The astrological bias of New Age is, of course, only a constituent part of its growing mainstream appeal. If the movement as a whole conforms largely to the Stark and Bainbridge construct of the `cult movement’, its more prolific and ephemeral manifestations occur as their `audience and client cults’. The audience and clients who attend a New Age lecture or consult an astrologer for advice are largely mainstream consumers. Doubtlessly, in this mainstream and market appeal of what we can understand essentially as an astrologically-based form of gnosticism, secularization plays a role – especially in Larry Shiner’s senses of secularization as (1) the decline of influence of institutional religion, (2) the shift from `other-worldly’ to `this-worldly’ orientations, (3) the privatization of religion, (4) Robertson’s `surrogate religiosity’, and (5) the more openly rational society resulting from industrialization and urbanization that can “accept alternative sets of beliefs without anxiety” (Hill, 1973:228-250; quote 248). If the second seems ironic as that gnosticism is fundamentally an `other-worldly’ spirituality, New Age has not clearly articulated its position, and the other-worldly and this-worldly emphases remain ambiguous. But to the degree that astrology caters to both positions, it becomes an ideal vehicle for an ambivalent spirituality such as New Age and the conflicting other-worldly/this-worldly desires inherent in the contemporary mainstream consumer.

It is perhaps only in the sense of secularization as representing the process by which the world is “gradually deprived of its sacral character,” that astrology and New Age do not fit the expected scenario of western humanity’s rejection of magical images (Hill, 1973:245).
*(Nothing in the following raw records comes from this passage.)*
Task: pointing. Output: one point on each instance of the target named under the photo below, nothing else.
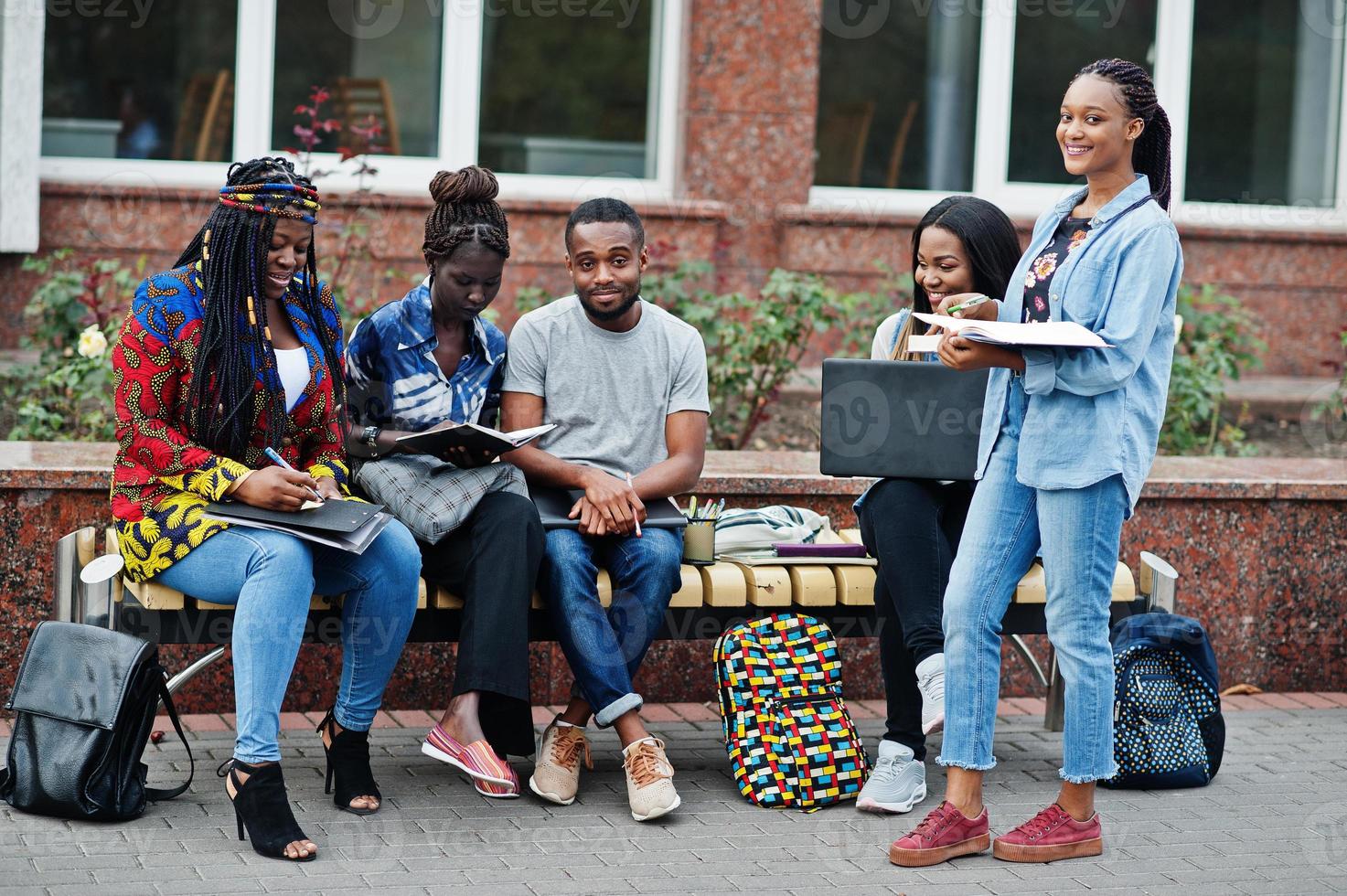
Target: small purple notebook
(786, 549)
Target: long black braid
(232, 250)
(1150, 155)
(465, 212)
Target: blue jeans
(606, 647)
(1075, 531)
(270, 578)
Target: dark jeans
(492, 560)
(912, 527)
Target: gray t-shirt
(608, 392)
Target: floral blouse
(1037, 282)
(162, 478)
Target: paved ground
(1275, 821)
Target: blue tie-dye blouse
(395, 381)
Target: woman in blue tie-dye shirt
(423, 361)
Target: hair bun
(470, 185)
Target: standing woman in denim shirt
(1067, 440)
(912, 527)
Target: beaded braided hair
(465, 212)
(232, 251)
(1150, 155)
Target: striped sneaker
(492, 776)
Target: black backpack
(85, 699)
(1168, 728)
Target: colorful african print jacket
(162, 478)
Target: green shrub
(1216, 344)
(73, 318)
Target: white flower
(93, 343)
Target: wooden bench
(709, 600)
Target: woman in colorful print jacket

But as Hill (247) points out, “Interest in astrology seems to be an area of considerable importance even in the most technologically advanced areas of Western society.” The final suggestion is that astrology and New Age are attempts to `keep the world sacred’, and this may be the bottom-line explanation for the current mainstream appeal of traditionally minority religion.




anonymous, “Starman,” boyz Issue 515 (Saturday, 16 June 2001:36).

Russell Grant, “Your Stars,” Evening Post (Wednesday, 13 June 2001:29).

Michael Hill, A Sociology of Religion (London: Heinemann, 1973; repr. Aldershot: Avebury/Gower House, 1987).

Rodney Stark & William Sims Bainbridge, The Future of Religion: Secularization, Revival and Cult Formation (Berkeley: University of California Press, 1985).

Peter Watson, [star-sign column] in the Daily Mail (Wednesday, 13 June 2001:64)

Michael York, The Emerging Network: A Sociology of the New Age and Neo-pagan Movements (Lanham, MD: Rowman & Littelfield, 1995).